2.2.2. Du signe à la figure

C’est l’opération de la fuite par laquelle la Femme trouve son lieu de refuge (12, 6). Elle a une passivité absolue de son propre statut actantiel auprès de Dieu ainsi que la non-compatibilité absolue avec le Dragon. Elle prend cependant l’initiative de son déplacement : elle s’enfuit vers le désert, où un lieu est préparé pour elle par Dieu et où elle est nourrie pendant un temps limité. Nous reverrons une même activité dans la figure de l’Épouse de l’Agneau.

Dans sa première fuite vers le désert, la Femme n’est plus un signe dans le ciel : elle n’a plus de fonction d’enfanter, elle n’est entourée ni du soleil, ni de la lune, ni des étoiles. Elle est en train de s’enfuir. C’est une perte du sens en elle de sorte qu’elle devient un non-signe, une figure qui désigne la singularité d’un sujet dans le parcours figuratif. Autrement dit, la Femme est en transformation : elle change son statut du signe à la figure, d’une mère à une réfugiée. Le récit va articuler ces deux parcours en 12, 13-18, où l’articulation organise la corrélation spatio-temporelle spécifique : ciel vs terre (désert), temps d’origine vs temps de la génération.

Or dans le désert qui est un lieu de la providence divine, elle n’est pas de l’ordre du « faire », mais de l’« être » : il n’y a pour elle ni le pouvoir-faire ni le devoir-faire, mais le devoir-être auprès de Dieu. Elle ne peut survivre qu’auprès de Dieu.
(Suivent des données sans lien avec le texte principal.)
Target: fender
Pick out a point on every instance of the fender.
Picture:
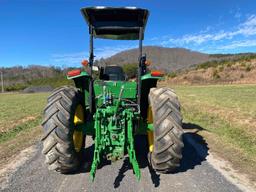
(149, 81)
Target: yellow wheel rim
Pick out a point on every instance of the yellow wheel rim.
(150, 133)
(78, 134)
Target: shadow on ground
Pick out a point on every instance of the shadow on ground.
(191, 157)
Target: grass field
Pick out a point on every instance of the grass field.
(20, 116)
(225, 115)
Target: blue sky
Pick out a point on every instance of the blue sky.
(53, 32)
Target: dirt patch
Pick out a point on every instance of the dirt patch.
(224, 167)
(229, 161)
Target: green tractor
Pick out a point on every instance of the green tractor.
(112, 109)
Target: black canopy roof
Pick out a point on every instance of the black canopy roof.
(122, 23)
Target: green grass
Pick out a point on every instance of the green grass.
(19, 113)
(224, 111)
(14, 107)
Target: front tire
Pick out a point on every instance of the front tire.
(167, 120)
(59, 127)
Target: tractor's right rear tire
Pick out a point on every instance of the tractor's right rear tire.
(167, 120)
(58, 125)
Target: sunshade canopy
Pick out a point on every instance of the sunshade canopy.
(121, 23)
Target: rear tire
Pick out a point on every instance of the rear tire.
(167, 119)
(58, 126)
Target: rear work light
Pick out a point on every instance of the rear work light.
(74, 72)
(157, 74)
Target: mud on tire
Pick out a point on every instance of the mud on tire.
(58, 126)
(167, 119)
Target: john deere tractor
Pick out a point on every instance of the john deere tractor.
(112, 109)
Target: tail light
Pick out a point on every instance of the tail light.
(157, 74)
(74, 72)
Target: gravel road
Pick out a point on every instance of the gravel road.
(195, 174)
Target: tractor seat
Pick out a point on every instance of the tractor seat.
(112, 73)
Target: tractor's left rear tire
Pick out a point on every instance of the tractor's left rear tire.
(167, 120)
(58, 125)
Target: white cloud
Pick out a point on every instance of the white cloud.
(239, 44)
(245, 29)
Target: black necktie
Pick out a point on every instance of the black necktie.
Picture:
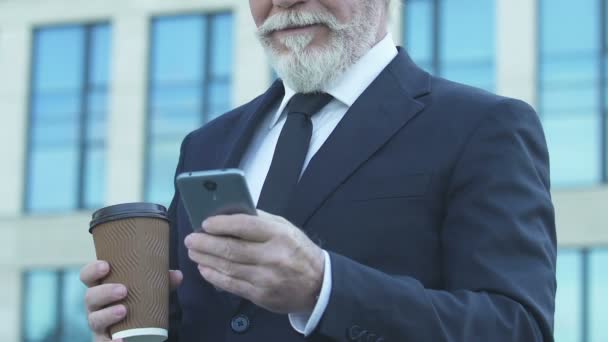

Dans l’ordre de l’« être », il y a toujours le rappel à Dieu, qui est sa seule source de vie. Ces modalités ne touchent pas à la prescription mais à l’émergence des valeurs et à la question de l’identité et de sa manifestation. Quant à l’ordre du « faire », il y a toujours des tiers qui viennent aider la Femme : « ils » (12, 6), « Mikaël et ses anges » (12, 7), « les deux ailes du grand aigle » (12, 14). Ces tiers n’appartiennent pas à la terre, mais au ciel qui est le lieu de victoire.